The findings are the result of a major new Irish study carried out by researchers at the School of Nursing and Midwifery at Trinity College Dublin.

The research, published in the international Journal of Emergency Medicine and funded by the Health Research Board, involved 900 patients across five Irish hospitals.

It studied the type of symptoms experienced by patients who suffered heart attacks and the length of time it took for them to get to hospital.

It found just 35% of them had what is traditionally considered by the public to be the typical presentation of a heart attack - sudden intense and severe onset of symptoms, like chest pain, tightness and discomfort.

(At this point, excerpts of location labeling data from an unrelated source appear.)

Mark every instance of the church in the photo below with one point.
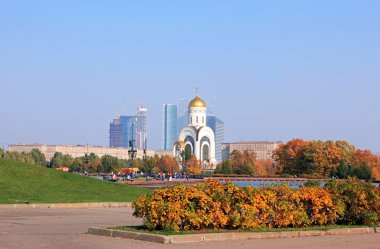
(197, 137)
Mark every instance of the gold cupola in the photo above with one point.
(197, 102)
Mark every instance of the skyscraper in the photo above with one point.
(182, 115)
(116, 135)
(169, 126)
(217, 126)
(128, 126)
(141, 132)
(126, 129)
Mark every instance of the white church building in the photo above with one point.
(197, 137)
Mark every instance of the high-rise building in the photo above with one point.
(141, 132)
(182, 115)
(128, 126)
(125, 130)
(217, 126)
(169, 126)
(116, 134)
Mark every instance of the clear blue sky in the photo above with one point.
(274, 70)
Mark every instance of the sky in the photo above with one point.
(271, 70)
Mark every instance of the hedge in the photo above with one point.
(213, 205)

The remaining majority experienced what is known as slow-onset Acute Coronary Syndrome (ACS), where the symptoms come on much slower and are milder.

The researchers found that perceptions about heart attack symptoms often contribute to patients delaying seeking pre-hospital assistance.

Slow-onset ACS patients wait on average 1.5 hours longer to arrive at an Emergency Department than those with fast-onset symptoms.

According to the researchers, delays in treatment can have a significant impact on whether a heart attack patient survives and whether they suffer potential damage to the heart muscle.

According to best practice, anyone experiencing a heart attack should get medical treatment within two hours and ideally within one hour of symptom onset.